Japan’s exports grew for a fourth month in March, evidence that sustained gains in overseas demand are fueling the recovery as prices slump at home.
Shipments abroad advanced 43.5 percent from a year earlier, the Finance Ministry said today in Tokyo. The median estimate of 14 economists surveyed by Bloomberg News was for a 45.4 percent gain.
Accelerating growth in developing Asia is prompting companies including Mitsubishi Electric Corp. to expand abroad and helping sustain what the International Monetary Fund terms a “tentative” Japanese recovery. The IMF late yesterday said the Bank of Japan, which meets next week, must be ready to inject more stimulus should the rebound fail to stem deflation.
“A V-shaped recovery is taking place in exports and it’s been continuing for longer than expected because of solid demand from emerging nations,” said Junko Nishioka, chief economist at RBS Securities Japan Ltd. in Tokyo. “A favorable cycle toward a full-fledged recovery is firmly under way.”
The yen rose to 92.90 per dollar at 9:48 a.m. in Tokyo from 93.02 before the report, as its allure as a refuge from banking turmoil was boosted by prospects U.S. President Barack Obama will call for new financial rules. The currency’s gains helped to send the Nikkei 225 Stock Average 1.7 percent lower.
Japan posted a trade surplus of 948.9 billion yen ($10.2 billion) in March, narrower than the median prediction for a 1.02 trillion yen gap, the Finance Ministry said. Imports rose 20.7 percent.
The improvement in overseas shipments last month was partly due to a favorable year-on-year comparison. In March 2009, shipments abroad tumbled 45.5 percent as global trade froze in the aftermath of the collapse of Lehman Brothers Holdings Inc. in the previous September.
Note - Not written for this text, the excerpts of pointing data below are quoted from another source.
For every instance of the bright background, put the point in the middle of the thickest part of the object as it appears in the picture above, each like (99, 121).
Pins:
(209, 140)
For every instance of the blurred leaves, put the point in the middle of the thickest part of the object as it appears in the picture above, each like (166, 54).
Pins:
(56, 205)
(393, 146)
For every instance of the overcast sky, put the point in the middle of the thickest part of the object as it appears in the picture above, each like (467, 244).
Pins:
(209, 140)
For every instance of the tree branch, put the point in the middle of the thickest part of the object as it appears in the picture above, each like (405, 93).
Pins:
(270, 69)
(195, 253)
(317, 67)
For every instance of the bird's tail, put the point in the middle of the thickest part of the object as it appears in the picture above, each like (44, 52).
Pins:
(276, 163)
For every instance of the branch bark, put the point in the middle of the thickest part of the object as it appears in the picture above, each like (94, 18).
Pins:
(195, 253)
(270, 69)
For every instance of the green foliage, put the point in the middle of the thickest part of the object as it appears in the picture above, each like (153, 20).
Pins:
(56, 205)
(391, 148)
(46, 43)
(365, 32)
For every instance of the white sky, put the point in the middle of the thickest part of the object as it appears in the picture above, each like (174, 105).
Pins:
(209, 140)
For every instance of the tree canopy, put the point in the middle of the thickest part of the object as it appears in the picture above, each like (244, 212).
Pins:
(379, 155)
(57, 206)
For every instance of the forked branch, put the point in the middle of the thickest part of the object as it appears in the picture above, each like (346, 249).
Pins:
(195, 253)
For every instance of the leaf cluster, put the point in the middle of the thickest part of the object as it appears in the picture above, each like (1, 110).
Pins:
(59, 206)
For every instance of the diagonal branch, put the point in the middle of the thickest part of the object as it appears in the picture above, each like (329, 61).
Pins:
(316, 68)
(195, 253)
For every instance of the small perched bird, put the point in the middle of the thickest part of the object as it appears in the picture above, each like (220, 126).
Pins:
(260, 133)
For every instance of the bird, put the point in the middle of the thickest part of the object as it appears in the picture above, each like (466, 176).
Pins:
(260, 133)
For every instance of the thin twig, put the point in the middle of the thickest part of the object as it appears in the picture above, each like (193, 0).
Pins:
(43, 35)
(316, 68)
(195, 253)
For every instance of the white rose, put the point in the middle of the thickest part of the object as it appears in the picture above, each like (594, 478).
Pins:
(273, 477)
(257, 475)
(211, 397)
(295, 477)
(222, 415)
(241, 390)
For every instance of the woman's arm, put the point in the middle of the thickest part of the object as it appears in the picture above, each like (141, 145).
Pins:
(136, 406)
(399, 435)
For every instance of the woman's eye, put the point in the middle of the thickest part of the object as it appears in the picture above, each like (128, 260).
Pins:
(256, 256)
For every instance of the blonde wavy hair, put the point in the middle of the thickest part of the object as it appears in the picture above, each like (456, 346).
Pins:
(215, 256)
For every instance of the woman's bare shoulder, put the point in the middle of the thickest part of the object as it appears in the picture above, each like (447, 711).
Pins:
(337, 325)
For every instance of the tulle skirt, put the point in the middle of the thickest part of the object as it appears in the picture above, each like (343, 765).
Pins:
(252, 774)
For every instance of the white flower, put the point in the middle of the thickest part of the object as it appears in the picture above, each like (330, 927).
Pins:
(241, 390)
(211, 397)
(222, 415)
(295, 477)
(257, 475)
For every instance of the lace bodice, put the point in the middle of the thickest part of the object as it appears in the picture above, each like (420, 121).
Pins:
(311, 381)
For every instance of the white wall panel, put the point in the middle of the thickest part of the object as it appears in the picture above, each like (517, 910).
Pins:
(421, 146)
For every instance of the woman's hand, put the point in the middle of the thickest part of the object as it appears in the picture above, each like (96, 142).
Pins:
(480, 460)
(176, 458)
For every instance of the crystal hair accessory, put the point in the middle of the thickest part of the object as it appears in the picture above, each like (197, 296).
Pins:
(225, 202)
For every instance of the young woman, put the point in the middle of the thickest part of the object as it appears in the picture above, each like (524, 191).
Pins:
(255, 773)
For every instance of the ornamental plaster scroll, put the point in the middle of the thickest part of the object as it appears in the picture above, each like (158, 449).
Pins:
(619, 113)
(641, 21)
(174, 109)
The value of shipments abroad totaled 6 trillion yen last month, lower than their peak of 7.7 trillion yen in March 2008. From a month earlier, March exports were unchanged on a seasonally adjusted basis, today’s report showed.
“Asia, especially China, has been very strong, and the U.S. is coming back as well,” Yoshiki Shinke, a senior economist at Dai-Ichi Life Research Institute in Tokyo, said before today’s report. Still, he added that “it will take a little more time” to return to pre-crisis levels.
Led by Asia
Shipments to the U.S. grew 29.5 percent in March from a year earlier, while sales to Europe increased 26.7 percent, the ministry said. Exports to Asia advanced 52.9 percent, with those to China climbing 47.7 percent.
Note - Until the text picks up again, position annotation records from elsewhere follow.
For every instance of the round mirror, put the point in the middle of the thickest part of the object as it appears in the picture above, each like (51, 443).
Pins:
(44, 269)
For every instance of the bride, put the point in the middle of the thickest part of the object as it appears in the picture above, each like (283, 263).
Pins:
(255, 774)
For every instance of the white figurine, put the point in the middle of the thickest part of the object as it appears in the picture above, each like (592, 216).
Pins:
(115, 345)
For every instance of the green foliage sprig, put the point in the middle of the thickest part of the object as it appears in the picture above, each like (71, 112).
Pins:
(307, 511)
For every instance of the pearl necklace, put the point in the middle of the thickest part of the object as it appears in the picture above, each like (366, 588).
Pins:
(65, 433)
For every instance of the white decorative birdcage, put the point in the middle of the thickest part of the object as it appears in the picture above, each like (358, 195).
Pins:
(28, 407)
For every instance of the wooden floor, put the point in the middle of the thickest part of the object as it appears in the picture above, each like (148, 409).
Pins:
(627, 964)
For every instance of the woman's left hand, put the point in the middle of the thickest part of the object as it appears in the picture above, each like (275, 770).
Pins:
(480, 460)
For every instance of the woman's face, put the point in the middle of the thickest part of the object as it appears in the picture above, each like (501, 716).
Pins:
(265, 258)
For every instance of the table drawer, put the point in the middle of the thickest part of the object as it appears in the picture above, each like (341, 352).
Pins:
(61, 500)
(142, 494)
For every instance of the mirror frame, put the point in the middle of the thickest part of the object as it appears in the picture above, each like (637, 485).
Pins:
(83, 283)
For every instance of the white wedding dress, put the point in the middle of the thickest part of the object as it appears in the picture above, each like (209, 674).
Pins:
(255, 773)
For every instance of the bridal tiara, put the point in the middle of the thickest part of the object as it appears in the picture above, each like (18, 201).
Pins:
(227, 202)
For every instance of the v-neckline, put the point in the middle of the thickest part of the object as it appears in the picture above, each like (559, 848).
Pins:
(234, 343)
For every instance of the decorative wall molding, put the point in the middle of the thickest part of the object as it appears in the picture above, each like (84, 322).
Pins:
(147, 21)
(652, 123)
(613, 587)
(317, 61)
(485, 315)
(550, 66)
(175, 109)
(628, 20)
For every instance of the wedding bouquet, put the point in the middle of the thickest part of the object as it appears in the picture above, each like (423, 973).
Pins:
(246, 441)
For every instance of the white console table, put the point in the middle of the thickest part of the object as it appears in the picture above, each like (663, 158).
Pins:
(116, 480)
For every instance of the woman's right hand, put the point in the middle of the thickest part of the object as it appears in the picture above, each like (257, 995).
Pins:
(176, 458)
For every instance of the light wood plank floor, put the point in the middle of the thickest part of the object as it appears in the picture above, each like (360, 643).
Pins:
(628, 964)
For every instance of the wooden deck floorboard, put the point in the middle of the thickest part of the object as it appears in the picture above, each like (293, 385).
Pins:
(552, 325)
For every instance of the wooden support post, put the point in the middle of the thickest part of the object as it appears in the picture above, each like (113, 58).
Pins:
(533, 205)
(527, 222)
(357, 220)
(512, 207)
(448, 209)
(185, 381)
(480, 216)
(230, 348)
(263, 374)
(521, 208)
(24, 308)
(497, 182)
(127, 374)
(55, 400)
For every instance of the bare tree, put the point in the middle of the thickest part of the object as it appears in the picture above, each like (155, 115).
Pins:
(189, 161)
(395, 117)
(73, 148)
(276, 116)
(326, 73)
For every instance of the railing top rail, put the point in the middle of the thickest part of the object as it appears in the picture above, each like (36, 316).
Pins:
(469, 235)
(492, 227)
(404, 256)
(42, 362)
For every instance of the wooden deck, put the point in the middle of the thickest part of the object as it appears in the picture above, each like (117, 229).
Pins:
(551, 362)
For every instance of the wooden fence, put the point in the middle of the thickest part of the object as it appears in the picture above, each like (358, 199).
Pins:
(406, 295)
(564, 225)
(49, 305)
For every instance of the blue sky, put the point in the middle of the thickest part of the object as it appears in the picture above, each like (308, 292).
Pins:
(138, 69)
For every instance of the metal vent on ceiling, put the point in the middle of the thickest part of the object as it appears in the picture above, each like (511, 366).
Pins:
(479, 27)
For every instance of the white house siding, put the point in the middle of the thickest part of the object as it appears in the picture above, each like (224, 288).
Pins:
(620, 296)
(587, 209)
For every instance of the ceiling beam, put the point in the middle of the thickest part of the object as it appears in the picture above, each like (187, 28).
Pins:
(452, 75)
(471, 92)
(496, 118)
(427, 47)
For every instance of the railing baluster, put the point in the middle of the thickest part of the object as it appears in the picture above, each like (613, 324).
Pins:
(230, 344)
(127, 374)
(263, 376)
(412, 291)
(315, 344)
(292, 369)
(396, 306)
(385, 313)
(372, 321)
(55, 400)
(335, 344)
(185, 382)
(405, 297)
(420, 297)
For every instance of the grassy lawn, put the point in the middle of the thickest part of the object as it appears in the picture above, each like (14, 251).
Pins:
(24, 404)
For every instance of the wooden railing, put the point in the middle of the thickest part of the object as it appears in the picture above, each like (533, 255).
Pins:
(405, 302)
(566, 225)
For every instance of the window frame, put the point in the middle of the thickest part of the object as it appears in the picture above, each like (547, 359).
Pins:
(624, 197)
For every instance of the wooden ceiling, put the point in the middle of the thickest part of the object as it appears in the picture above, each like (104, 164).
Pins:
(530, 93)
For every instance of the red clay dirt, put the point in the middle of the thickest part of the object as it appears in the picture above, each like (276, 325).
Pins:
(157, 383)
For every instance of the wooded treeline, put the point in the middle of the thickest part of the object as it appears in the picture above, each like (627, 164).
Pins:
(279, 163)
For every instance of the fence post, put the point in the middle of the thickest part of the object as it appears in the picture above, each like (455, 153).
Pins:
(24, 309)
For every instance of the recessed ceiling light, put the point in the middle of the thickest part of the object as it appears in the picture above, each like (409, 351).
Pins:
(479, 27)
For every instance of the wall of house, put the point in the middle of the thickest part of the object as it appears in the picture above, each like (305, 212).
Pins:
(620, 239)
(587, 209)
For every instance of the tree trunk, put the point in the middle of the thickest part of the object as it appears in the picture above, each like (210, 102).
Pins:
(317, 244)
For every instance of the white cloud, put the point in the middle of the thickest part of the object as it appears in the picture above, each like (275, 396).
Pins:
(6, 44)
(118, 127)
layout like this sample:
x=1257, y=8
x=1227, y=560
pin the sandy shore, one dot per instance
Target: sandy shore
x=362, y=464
Japanese companies are tapping Asia’s accelerating growth. Mitsubishi Electric wants to boost revenue from products such as factory automation and power plant gear in fast-growing economies including China and India to 40 percent of sales from 34 percent, President Kenichiro Yamanishi said this month.
Marubeni Corp., a Tokyo-based trading house, said this month it will start making synthetic rubber for tires in India, partnering with state-run Indian Oil Corp. and TSRC Corp. of Taiwan to benefit from rising auto demand.
The IMF yesterday raised its 2010 growth forecast for India to 8.8 percent and projected a 10 percent expansion in China. Japan will grow 1.9 percent, faster than the previous 1.7 percent estimate, the IMF said. The world’s second-largest economy shrank 5.2 percent in 2009, the steepest contraction in the postwar era.
Beams of Light
Bank of Japan Governor Masaaki Shirakawa said this week that the risk of another recession has “pretty much gone.” His deputy, Kiyohiko Nishimura, said yesterday that the central bank will keep its accommodative policy even as “beams of light are starting to break through a thick cloud of deflation.”
The policy board expanded a credit program for lenders to 20 trillion yen last month and next meets April 30. It has kept the benchmark interest rate at 0.1 percent since December 2008.
Recent data show the expansion is spreading to households. The unemployment rate held at its lowest level since March 2009 in February and consumer confidence surged to a two-year high in March.
“Overseas demand will form the backbone of the recovery, but the bright spots of the domestic economy will continue to spread,” said Dai-Ichi’s Shinke.